No dia seguinte, ela distribuiu gratuitamente 400 exemplares aos pacientes SUS internados, em tratamento e nas Casas de Apoio do Amaral Carvalho. "Quando desenvolvi o projeto imaginava distribuir o livro em três hospitais de referência: Campinas, Barretos e no Hospital Amaral Carvalho. Realizar o lançamento em Jaú é a concretização de um sonho", diz a jornalista.

 

Natural de Santa Rita do Passa Quatro (SP), Lu Dressano reside em Campinas há trinta anos. Ela descobriu aos 39 anos que tinha câncer de mama. Fez tratamento, curou-se e depois de uma década transformou sua experiência de vida em uma mensagem de fé para estimular a luta pela vida dos pacientes de câncer e de familiares.

 

A proposta de "Histórias de cada um... No meio do rio, pequenos e grandes milagres" promete ir além das mensagens positivas e de fortalecimento interior.

 

- "O restabelecimento da saúde depende do diagnóstico precoce, de um tratamento adequado e de acreditar em si mesmo para continuar e transformar a jornada.

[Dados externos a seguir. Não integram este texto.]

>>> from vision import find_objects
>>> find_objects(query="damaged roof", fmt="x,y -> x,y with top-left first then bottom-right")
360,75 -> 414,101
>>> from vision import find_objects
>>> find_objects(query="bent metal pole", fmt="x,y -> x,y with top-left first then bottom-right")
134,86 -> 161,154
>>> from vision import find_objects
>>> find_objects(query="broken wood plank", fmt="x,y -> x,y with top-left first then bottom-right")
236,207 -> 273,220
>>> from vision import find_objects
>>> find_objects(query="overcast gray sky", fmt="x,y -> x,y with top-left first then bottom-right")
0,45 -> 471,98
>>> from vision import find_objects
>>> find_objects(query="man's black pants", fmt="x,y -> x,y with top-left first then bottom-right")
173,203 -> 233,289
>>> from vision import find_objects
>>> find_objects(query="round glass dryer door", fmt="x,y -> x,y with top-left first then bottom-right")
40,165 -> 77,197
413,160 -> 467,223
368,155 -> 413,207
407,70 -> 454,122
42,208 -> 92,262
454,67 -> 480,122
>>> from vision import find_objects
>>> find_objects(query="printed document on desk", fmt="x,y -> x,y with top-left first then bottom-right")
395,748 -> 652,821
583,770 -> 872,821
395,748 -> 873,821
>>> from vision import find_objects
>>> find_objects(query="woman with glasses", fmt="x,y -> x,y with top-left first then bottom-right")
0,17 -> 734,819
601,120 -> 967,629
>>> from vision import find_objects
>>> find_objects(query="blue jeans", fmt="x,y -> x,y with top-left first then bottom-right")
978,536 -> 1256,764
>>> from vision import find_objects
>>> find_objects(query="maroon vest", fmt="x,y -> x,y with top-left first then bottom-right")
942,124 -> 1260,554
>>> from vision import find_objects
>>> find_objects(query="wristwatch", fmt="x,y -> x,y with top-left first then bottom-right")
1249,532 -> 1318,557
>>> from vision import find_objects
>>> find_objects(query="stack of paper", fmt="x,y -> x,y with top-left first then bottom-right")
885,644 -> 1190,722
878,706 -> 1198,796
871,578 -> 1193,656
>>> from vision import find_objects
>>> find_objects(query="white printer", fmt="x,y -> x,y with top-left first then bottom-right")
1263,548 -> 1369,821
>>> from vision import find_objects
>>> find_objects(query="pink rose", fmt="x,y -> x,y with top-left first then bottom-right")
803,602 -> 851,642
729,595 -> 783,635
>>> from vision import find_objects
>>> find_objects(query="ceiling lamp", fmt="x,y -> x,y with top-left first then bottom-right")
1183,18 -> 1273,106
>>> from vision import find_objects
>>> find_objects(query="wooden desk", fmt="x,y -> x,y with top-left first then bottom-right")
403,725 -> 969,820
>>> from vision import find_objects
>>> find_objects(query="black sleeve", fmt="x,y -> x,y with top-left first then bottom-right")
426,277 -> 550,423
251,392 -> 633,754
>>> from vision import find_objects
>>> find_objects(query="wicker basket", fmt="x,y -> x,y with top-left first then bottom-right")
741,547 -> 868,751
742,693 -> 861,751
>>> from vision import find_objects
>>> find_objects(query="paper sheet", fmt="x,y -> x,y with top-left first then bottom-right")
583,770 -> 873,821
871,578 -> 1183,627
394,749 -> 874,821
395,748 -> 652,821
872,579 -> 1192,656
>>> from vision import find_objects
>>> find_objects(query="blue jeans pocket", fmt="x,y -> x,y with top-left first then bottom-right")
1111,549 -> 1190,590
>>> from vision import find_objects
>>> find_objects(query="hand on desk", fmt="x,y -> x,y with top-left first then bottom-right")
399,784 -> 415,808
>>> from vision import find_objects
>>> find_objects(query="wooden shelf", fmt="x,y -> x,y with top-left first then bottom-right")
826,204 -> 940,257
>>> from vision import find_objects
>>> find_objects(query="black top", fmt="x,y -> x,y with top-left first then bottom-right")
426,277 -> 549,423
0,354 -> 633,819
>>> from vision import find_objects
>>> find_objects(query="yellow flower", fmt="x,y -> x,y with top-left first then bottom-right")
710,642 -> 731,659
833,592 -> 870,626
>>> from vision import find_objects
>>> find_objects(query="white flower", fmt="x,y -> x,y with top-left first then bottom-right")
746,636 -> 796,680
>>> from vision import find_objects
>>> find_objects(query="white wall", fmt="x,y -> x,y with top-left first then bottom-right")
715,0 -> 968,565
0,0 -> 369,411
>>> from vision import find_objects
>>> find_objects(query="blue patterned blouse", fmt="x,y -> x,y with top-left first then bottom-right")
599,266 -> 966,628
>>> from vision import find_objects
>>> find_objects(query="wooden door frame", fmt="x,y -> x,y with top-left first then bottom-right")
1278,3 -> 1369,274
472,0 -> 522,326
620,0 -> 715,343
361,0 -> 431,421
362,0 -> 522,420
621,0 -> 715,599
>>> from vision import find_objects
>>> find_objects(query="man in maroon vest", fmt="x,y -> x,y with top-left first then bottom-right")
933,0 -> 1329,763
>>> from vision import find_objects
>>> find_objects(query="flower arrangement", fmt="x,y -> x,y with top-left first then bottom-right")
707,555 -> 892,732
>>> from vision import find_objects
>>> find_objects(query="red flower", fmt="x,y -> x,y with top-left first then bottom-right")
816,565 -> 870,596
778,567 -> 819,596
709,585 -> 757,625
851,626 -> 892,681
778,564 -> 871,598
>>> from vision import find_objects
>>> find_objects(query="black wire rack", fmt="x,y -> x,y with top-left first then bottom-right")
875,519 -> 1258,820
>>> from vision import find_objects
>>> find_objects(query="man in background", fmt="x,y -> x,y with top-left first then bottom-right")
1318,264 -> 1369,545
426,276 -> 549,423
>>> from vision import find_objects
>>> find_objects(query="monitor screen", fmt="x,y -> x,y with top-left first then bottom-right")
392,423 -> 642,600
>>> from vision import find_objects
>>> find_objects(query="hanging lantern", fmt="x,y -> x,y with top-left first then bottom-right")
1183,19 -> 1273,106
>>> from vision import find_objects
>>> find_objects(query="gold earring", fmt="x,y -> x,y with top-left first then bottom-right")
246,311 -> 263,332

É uma história verdadeira, vivida com intensidade durante os momentos mais frágeis da doença", conta Lu.

 

Quando Lu Dressano descobriu que possuía câncer de mama, seu quarto filho estava com um ano e sua carreira como jornalista em pleno desenvolvimento.  "Quando recebi o diagnóstico percebi que era sério, mas que era 'meu' e precisava ter força para seguir em frente. Minha família foi surpreendente, cada um à sua maneira", relata.

 

"Cheguei no 'meio do rio' e descobri como o medo é uma armadilha. Percebi que para transmutá-lo há necessidade de se agarrar à fé que cada um de nós carrega dentro de si", acrescenta a jornalista. "O verbo que mais uso é aceitar".

 

Aceitar a doença, de acordo com ela, é fundamental para manter o espírito e o corpo em harmonia. "Enxergar o lado belo da vida desperta a força interior do paciente. O verbo que mais uso é aceitar. Por isso, paciente ou familiar, aceite este momento, agarre-se a fé que você tem, e siga, fazendo sua parte da melhor forma possível".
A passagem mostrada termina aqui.